Wednesday 12 September 2012

Fixing my broken laptop

Last  Saturday saw a huge tropospheric lift on VHF and UHF. The amateur bands were apparently buzzing with activity and scanner enthusiasts were reporting lots of new signals. Unfortunately I wasn't at home so missed most of the action.

However I did manage to have a Sunday to tinker to my hearts content, I will post up some details of what I got up to when I have more time. I did get an excellent capture of the ISS downlink for the ARISS school contact and did some experiments with receiving some UHF Satcom stuff.

One thing I finally got around to doing was removing the motherboard from a sick laptop. It is a HP/Compaq laptop and suddenly died one evening. It would no longer boot and flashing a diagnostic code on one of the LEDs. The code was "GENERAL SYSTEM BOARD FAILURE". The laptop is quite nice and was going to form a key component of the shack and so I was determined to repair it if necessary.

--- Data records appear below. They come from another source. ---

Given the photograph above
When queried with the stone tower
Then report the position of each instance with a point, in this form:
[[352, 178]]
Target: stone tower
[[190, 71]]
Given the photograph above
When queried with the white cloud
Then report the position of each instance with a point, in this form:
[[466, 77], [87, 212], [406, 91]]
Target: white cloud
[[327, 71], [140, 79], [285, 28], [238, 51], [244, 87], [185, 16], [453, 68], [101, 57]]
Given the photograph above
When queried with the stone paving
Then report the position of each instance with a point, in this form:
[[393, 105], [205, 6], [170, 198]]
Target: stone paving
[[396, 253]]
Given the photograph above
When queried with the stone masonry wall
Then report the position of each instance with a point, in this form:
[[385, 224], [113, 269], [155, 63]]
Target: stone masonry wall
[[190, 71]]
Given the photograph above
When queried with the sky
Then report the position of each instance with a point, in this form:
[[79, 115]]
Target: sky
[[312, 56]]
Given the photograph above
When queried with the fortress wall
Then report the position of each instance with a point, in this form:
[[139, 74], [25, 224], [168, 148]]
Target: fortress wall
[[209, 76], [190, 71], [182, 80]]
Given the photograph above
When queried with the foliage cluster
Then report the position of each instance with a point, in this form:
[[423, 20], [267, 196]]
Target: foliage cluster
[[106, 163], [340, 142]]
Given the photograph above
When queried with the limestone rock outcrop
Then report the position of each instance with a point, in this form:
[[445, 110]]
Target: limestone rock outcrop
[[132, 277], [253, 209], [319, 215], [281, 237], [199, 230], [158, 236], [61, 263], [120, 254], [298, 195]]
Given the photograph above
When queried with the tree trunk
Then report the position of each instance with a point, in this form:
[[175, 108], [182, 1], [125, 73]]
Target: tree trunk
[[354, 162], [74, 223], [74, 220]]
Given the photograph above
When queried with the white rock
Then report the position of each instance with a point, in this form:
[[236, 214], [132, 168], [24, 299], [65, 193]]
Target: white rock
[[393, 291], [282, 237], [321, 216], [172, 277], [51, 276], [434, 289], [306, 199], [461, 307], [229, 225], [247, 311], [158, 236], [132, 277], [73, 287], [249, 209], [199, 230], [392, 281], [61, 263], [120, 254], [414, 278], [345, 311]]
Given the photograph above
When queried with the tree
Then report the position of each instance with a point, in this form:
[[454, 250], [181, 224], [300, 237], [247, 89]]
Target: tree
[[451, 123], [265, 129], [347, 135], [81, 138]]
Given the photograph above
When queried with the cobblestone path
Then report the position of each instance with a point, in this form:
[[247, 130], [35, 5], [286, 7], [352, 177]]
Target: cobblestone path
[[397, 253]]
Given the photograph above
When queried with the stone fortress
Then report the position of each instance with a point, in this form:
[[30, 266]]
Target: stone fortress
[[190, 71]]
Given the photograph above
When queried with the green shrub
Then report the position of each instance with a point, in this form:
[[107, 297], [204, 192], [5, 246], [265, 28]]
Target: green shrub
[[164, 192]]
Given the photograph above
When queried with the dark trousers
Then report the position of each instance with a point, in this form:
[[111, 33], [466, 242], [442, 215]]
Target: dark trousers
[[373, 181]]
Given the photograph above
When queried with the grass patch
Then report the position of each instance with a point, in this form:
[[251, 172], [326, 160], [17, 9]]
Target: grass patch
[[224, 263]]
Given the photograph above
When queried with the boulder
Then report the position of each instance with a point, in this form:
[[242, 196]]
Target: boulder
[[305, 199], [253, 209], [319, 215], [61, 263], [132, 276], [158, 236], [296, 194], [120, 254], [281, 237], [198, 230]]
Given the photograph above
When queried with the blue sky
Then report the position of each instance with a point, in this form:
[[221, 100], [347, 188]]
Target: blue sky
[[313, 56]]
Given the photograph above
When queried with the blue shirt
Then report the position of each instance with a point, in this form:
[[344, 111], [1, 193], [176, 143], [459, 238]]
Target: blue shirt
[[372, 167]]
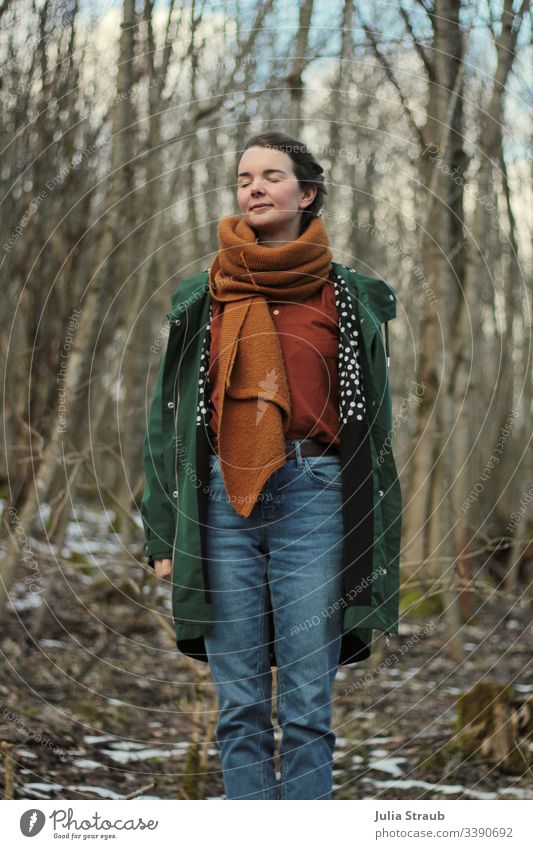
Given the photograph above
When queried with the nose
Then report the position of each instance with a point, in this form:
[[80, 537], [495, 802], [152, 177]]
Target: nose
[[257, 188]]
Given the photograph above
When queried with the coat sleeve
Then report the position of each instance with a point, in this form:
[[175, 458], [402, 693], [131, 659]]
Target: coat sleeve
[[157, 509], [380, 352]]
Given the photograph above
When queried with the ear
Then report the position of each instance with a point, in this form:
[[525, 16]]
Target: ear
[[309, 194]]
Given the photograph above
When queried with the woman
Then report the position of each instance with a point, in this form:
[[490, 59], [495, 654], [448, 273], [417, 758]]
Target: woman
[[284, 519]]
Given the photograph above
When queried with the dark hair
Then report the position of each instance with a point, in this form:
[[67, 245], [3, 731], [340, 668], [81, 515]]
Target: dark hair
[[307, 170]]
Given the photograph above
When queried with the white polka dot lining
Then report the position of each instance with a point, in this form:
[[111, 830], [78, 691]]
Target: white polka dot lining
[[351, 396]]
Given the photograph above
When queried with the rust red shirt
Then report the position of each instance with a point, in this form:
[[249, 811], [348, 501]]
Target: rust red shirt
[[309, 338]]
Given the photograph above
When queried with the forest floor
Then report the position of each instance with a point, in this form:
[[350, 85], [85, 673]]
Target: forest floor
[[96, 702]]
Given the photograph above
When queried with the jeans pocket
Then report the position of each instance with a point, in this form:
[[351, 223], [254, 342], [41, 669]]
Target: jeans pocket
[[324, 470]]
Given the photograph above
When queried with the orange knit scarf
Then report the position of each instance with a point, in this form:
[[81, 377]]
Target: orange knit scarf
[[254, 399]]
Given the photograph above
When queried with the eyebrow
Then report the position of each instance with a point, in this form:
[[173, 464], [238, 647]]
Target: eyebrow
[[266, 171]]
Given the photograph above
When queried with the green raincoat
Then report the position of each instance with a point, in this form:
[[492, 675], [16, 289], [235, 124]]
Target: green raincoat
[[176, 451]]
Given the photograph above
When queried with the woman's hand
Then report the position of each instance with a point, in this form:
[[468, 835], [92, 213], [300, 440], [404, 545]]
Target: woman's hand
[[163, 568]]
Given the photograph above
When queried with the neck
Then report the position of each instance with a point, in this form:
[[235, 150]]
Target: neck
[[282, 237]]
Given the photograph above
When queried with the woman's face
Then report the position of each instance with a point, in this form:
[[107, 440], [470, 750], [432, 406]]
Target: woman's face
[[266, 180]]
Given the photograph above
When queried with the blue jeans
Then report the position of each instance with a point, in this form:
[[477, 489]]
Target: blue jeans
[[291, 547]]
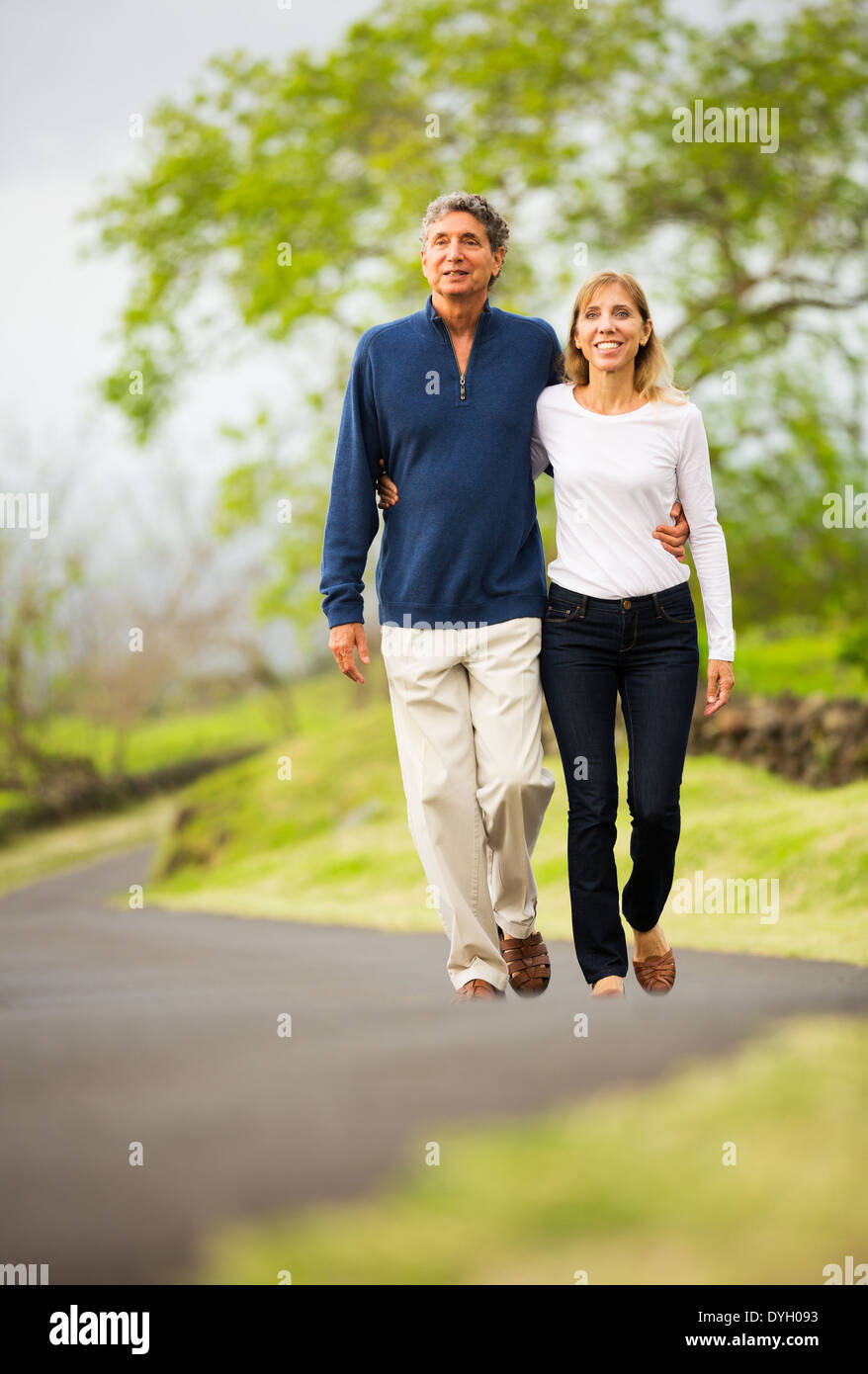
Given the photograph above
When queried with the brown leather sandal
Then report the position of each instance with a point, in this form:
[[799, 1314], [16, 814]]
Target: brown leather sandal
[[477, 989], [656, 973], [528, 962]]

I did some googling and it seems the model in question is prone to failure of the GPU, or more specifically failure of  the contacts between the GPU and motherboardl. This is a common fault now in many devices especially those with components that run hot (Xbox/PS3 etc)

It is thought that the temperature and thermal stresses involved cause one or more of the contacts to break. On inspection of the heat sink over the GPU and CPU I was shocked at the poor mounting and application of thermal pads/paste which undoubtedly made the problem worse.

The suspected faulty GPU is mounted using a ball grid array, where the contacts are under the component the problem with this is you cannot easily repair or replace the contact without specialist equipment. What is required is to reflow the solder joints, heating up the component sufficient so the solder underneath melts reforming the contact.

Several methods of 'homebrew' repair are available using heat guns, blow lamps or placing the board in a hot oven but due to the delicate nature of the board and risk to surrounding components aren't recommended.

As luck would have it I had access to a Infra-red rework station, this device has a high intensity infra-red lamp which heats the component and a heat pad underneath to pre-heat the circuit board. The advantage of this is there is no risk of movement to the components during the process and the temperature can be accurately controlled.

Well I had a go, and can report the motherboard is now working or at least now boots up. I just now have to replace the thermal bonding under the heat sink to hopefully prevent it happening again and then the small matter of putting it all back together!